There are many phytochemical reasons for Mullein’s demulcent qualities. However, Dr. Edward Bach pioneered the creation of the Mullein flower essence (and flower essences in general). A flower essence captures the consciousness or vibration of a plant in water. When we take a flower essence, the medicine works on our emotional and spiritual bodies rather than our physical bodies—a scientific animist practice perhaps.
Spiritual and Material Techniques
In Jacques Ellul’s The Technological Society, he distinguishes material and spiritual (or magical) techniques:
When a civilization dies, it transmits to its heirs its material but not its spiritual apparatus. Tools, houses, and methods of manufacture live on and, more or less reincarnated, are to be met with again… But magical techniques, rites, formulas, and sacrificial practices disappear irremediably…Since every technique is subordinate to its immediate result, it is only a question of choosing the one that produces the most satisfactory result; and, in the material domain, that result can readily be seen… But with magical techniques, the same certainty or force of evidence does not exist.

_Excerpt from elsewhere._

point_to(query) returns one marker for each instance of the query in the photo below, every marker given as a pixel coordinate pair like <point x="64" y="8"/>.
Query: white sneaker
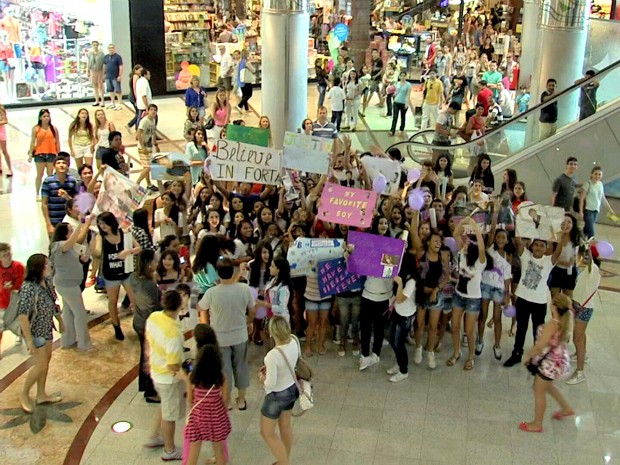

Who can judge their relative efficiency? Magical efficiency is not always to be measured by a clear material result such as making rain fall, but may have to do with some purely spiritual phenomena or even with material phenomena over a long period of time.
This is at the core of the tension between material and spiritual practices: Spiritual experience is subjective and often unquantifiable, making it more difficult to measure, yet this does not make it less accurate. As scientific animism progresses, I imagine we will see a proliferation of technologies designed for consciousness cultivation—tools that blur the lines between material and spiritual techniques.

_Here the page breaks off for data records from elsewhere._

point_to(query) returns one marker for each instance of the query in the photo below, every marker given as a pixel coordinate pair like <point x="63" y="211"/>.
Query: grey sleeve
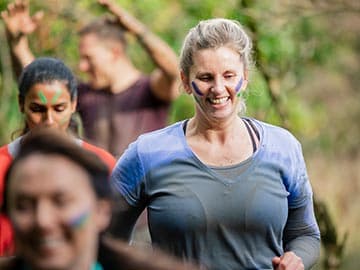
<point x="302" y="234"/>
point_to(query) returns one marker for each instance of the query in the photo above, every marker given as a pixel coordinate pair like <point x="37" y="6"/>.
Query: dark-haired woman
<point x="47" y="98"/>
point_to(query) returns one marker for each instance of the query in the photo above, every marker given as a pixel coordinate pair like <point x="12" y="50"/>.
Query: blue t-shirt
<point x="240" y="222"/>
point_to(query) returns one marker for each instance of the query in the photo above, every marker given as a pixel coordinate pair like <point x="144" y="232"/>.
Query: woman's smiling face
<point x="215" y="79"/>
<point x="54" y="212"/>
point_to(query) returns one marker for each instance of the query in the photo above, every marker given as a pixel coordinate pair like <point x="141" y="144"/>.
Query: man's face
<point x="96" y="60"/>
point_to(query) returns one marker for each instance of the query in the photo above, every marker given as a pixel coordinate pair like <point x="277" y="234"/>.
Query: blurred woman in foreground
<point x="59" y="201"/>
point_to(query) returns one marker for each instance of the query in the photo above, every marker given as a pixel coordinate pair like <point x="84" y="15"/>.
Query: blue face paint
<point x="196" y="88"/>
<point x="238" y="86"/>
<point x="78" y="221"/>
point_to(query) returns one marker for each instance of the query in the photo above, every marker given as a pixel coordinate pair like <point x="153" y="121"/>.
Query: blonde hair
<point x="215" y="33"/>
<point x="212" y="34"/>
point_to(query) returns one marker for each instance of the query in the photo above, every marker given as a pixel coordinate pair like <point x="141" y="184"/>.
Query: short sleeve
<point x="128" y="176"/>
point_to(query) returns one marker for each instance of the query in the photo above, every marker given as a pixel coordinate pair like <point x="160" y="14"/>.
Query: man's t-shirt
<point x="113" y="121"/>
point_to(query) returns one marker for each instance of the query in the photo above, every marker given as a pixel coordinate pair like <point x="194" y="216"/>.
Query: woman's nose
<point x="49" y="118"/>
<point x="44" y="217"/>
<point x="219" y="86"/>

I consider Brion Gysin’s Dream Machine, a stroboscopic device designed to induce altered states of consciousness through flickering light.
I think of John Vervaeke’s concept of psychotechnologies, tools that expand human consciousness like writing, the computer or meditation, and practices for making meaning of our experiences; what he calls an ecology of practices.
Full Moon Fever
This essay is going out on the full moon. The full moon is like a pearl—luminous, round, reflective. Across cultures, the moon is tied to numerous technologies and practices. It governs the lunar calendar, an apparatus of social organization. It regulates the tides and aligns with the ovulation cycles of many women. Poet and activist Judy Grahn theorizes that the association between menstruation and the moon was the foundation for early human culture—sparking the creation of tools, rituals, and abstract reasoning.
A prompt: What techniques and practices support a scientific animist orientation?
A meditation: Imagine the pearl growing. Imagine the moon shining. A mystery unfolds, within and without.